Soffio di glicine e Valle dei Templi. E consigli a gogo

Nel giardino dietro casa è tornato il glicine. Compagnia primaverile di pochi giorni, segnale di vita, soffio delicato, aveva un senso diverso quando i gracchi erano bambini. Allora glielo facevo vedere: hai visto il glicine che è tornato?, era come insegnargli la vita. Ora lo guardo e ne provo tenerezza soprattutto per i ricordi che libera in un secondo. Come il sole che tramonta alle otto. Sembra che lo faccia d’improvviso e invece c’è dietro una lunga marcia attraverso le settimane. Un po’ come le nostre conquiste. Un esame, un concorso, la vittoria in un referendum (ricordi lontani), il successo di un libro, la nascita di un giornale. Si manifestano d’incanto, si legano a un giorno di allegria collettiva. Dietro, in genere, sta la vita scalata con le mani. E davanti pure.

Visto che sono in vena di saggezze da tinello (che altro è un computer aperto?), vi do alcuni consigli. Il più urgente, per amici e parenti e possibili estimatori, è di verificare bene gli annunci delle mie presenze in questa o quella città. Ieri sera per esempio ero dato a Bastia (Corsica, mica sverze) con tanto di foto sui giornali. Giuro che non ne ho mai saputo niente e l’ ho dovuto dire a chi chiamava per incontrarsi “visto che stasera sei qui in Corsica”. Quale agenzia avrà mai spacciato la mia partecipazione a degli organizzatori? Quale politico? Il bello è che il fenomeno pare diffondersi. Più volte vengo rimproverato per non essermi fatto vivo almeno con una telefonata, visto che sono andato in quella città della Calabria o in quel paese della bassa padana. Sapete che succede? Che gli organizzatori mi mettono nei manifesti a mia insaputa o malgrado abbia detto loro che non posso. Poi dicono che ho avuto un impegno urgente. Loro hanno qualche persona in più nel pubblico e io ci faccio la figura del cialtrone. Ecco: sappiate che per farmi saltare un impegno concordato ci vogliono le cannonate.

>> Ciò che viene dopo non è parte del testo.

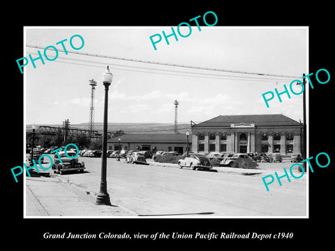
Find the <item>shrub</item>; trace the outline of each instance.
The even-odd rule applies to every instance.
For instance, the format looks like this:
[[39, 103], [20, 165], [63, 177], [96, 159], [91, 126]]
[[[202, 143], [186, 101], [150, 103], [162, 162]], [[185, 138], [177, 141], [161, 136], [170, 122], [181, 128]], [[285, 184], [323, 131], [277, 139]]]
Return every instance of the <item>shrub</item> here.
[[179, 158], [179, 158], [179, 156], [174, 156], [171, 155], [157, 155], [155, 161], [161, 163], [177, 164]]
[[234, 160], [234, 165], [232, 165], [232, 167], [243, 169], [258, 169], [257, 167], [258, 167], [258, 164], [253, 161], [253, 160], [241, 158]]
[[218, 159], [210, 160], [209, 162], [211, 164], [212, 167], [220, 167], [221, 160]]

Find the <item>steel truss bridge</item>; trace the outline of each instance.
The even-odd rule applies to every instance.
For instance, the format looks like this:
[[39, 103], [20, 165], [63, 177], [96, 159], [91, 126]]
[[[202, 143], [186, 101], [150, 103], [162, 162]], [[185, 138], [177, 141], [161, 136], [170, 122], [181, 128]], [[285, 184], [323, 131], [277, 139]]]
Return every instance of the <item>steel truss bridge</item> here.
[[[57, 133], [61, 132], [62, 135], [66, 135], [66, 128], [61, 128], [61, 127], [54, 127], [54, 126], [40, 126], [38, 128], [35, 130], [35, 142], [38, 142], [38, 135], [57, 135]], [[116, 132], [107, 132], [107, 139], [113, 139], [114, 137], [121, 136], [124, 135], [124, 132], [122, 130], [118, 130]], [[103, 134], [98, 132], [96, 130], [85, 130], [85, 129], [79, 129], [79, 128], [68, 128], [67, 129], [66, 135], [68, 137], [75, 137], [77, 135], [82, 135], [85, 136], [89, 138], [100, 138], [103, 137]], [[26, 133], [26, 139], [27, 142], [31, 142], [33, 138], [33, 132], [29, 131], [27, 132]]]

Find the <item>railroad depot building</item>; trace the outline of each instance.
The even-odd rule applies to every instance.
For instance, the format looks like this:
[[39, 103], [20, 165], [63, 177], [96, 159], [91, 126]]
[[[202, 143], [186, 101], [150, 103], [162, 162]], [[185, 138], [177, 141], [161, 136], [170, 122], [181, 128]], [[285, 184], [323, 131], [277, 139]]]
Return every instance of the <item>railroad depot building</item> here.
[[[119, 142], [119, 139], [120, 141]], [[188, 139], [191, 150], [191, 137]], [[187, 151], [185, 133], [130, 133], [107, 141], [108, 150], [174, 151], [182, 154]]]
[[302, 152], [302, 125], [283, 114], [224, 115], [192, 126], [191, 151]]

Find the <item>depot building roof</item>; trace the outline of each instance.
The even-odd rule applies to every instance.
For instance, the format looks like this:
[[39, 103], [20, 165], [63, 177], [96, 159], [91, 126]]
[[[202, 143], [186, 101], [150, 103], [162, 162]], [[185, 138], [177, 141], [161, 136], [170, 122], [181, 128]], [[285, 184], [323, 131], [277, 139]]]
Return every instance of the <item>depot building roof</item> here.
[[258, 126], [301, 126], [300, 123], [283, 114], [219, 115], [195, 124], [193, 128], [231, 127], [233, 124], [248, 123]]
[[[110, 143], [119, 142], [131, 143], [186, 143], [187, 137], [185, 133], [129, 133], [124, 134], [119, 137], [108, 139]], [[191, 137], [189, 137], [191, 143]]]

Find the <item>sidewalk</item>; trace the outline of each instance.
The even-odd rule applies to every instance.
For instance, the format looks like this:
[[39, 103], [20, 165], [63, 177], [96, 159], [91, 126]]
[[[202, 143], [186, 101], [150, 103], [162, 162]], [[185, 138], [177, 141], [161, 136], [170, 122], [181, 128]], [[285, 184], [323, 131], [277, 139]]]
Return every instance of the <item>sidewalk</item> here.
[[135, 212], [117, 205], [96, 205], [96, 195], [58, 178], [27, 177], [27, 218], [40, 216], [136, 216]]
[[[178, 164], [172, 164], [172, 163], [161, 163], [154, 161], [153, 160], [147, 160], [150, 165], [152, 166], [159, 166], [164, 167], [174, 167], [179, 168]], [[183, 168], [188, 168], [187, 167]], [[263, 170], [260, 169], [243, 169], [243, 168], [234, 168], [234, 167], [213, 167], [213, 169], [210, 169], [211, 172], [219, 172], [226, 174], [235, 174], [240, 175], [253, 175], [258, 174], [273, 174], [273, 172], [270, 170]]]

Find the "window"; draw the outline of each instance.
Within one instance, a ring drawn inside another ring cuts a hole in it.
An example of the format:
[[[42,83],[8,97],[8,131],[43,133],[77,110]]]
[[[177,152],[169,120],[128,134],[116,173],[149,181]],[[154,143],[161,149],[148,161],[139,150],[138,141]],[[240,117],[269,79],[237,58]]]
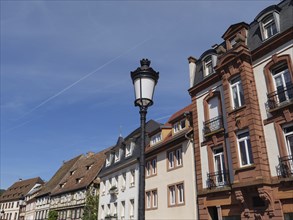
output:
[[[129,215],[130,215],[130,219],[134,219],[134,199],[130,199],[130,211],[129,211]]]
[[[238,133],[238,149],[240,157],[240,165],[247,166],[253,164],[253,155],[250,144],[249,132]]]
[[[156,209],[158,207],[158,192],[157,189],[146,192],[146,209]]]
[[[232,106],[237,109],[244,105],[244,94],[240,76],[231,80]]]
[[[264,14],[257,20],[260,25],[263,40],[269,39],[280,32],[280,18],[277,11]]]
[[[204,60],[204,77],[213,73],[212,58],[208,57]]]
[[[109,154],[106,158],[106,167],[110,166],[113,160],[113,154]]]
[[[121,217],[121,220],[125,219],[125,201],[121,201],[120,217]]]
[[[287,65],[281,65],[272,70],[274,86],[278,103],[293,99],[293,84]]]
[[[185,204],[183,183],[177,183],[177,184],[168,186],[168,191],[169,191],[168,206],[178,206],[178,205]]]
[[[161,132],[151,137],[151,145],[154,145],[162,140]]]
[[[146,162],[146,176],[157,174],[157,158],[152,158]]]
[[[176,204],[175,186],[169,186],[169,205]]]
[[[130,171],[130,187],[133,187],[135,184],[135,170]]]
[[[132,151],[134,148],[135,143],[134,142],[130,142],[129,144],[126,145],[125,148],[125,157],[129,157],[132,155]]]
[[[113,206],[113,215],[117,216],[117,202],[114,202],[114,206]]]
[[[182,147],[171,150],[168,155],[168,169],[174,169],[183,165],[182,160]]]
[[[287,155],[293,155],[293,124],[283,128]],[[293,167],[293,164],[292,164]]]
[[[105,195],[105,192],[106,192],[106,182],[103,181],[102,184],[101,184],[101,188],[102,188],[102,195]]]
[[[121,179],[121,190],[124,191],[126,186],[126,173],[122,173]]]
[[[275,35],[278,31],[277,31],[277,25],[274,19],[273,14],[270,14],[268,16],[266,16],[263,20],[262,20],[262,26],[263,26],[263,36],[264,39],[268,39],[271,36]]]
[[[185,127],[186,127],[185,119],[183,119],[173,125],[173,131],[174,131],[174,133],[177,133],[178,131],[181,131]]]
[[[117,149],[115,151],[115,163],[117,163],[120,160],[120,149]]]
[[[105,217],[104,205],[101,205],[101,218],[103,219],[104,217]]]

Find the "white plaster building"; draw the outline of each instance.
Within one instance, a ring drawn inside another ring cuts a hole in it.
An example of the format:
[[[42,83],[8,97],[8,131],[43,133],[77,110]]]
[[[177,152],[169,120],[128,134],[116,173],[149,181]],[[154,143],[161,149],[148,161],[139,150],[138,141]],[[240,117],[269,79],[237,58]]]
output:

Altro consiglio va a giovanotti e giovanottine e chi li frequenta con più dimestichezza. Ai primi: ragazzi, ma quei jeans sotto la linea del sedere pensate davvero che attizzino le voglie di qualcuna? sembrate dei peter pan diseredati, poveri testimonial di una comicità involontaria. E alle seconde: ma pensate davvero che quelle chewingum masticate mentre parlate vi facciano apparire più disinvolte? Ahimé, che cosa non può la convergenza estetico-culturale… Per fortuna che spesso è solo questione esteriore, a quell’età forma e sostanza ancora si dissociano. Ed è per questo, in fondo, che do il consiglio non richiesto.

Un imperativo (e non un consiglio) è invece il seguente: nessuno mi chiami mai “caro”!!! Se si vuole, “Nando” o “caro Nando”; e non mi dispiace nemmeno, lo ammetto, “caro professore”. Ma “caro” e basta no! E’ un trendy insopportabile, è la versione salottiera dell’”attenzionare”. Io non voglio finire nelle mode linguistiche. Magari come l’”amò” o l’”amore” via sms delle olgettine. Oh…

Infine, notizia squisita. Ieri mattina ho compiuto una delle più grandi esperienze mentali, emotive che siano date a essere umano: una passeggiata mattutina nella Valle dei Templi, dove non ero mai stato, sotto un cielo azzurro di Sicilia che era uno spettacolo. Grande fu quella terra. E grandi i ragazzini del liceo di Canicattì che ho poi incontrato. Di loro, e dei bei ragazzi di Catania e Palermo, dico nell’articolo qui accanto. Ma non ho detto che la professoressa che mi ha invitato a Canicattì è parente di quel sacripante di Lillo. Felicissimo (lui) di sapere che sia pure per mezz’ora ero passato per il centro del mondo: Racalmuto, suo luogo natio.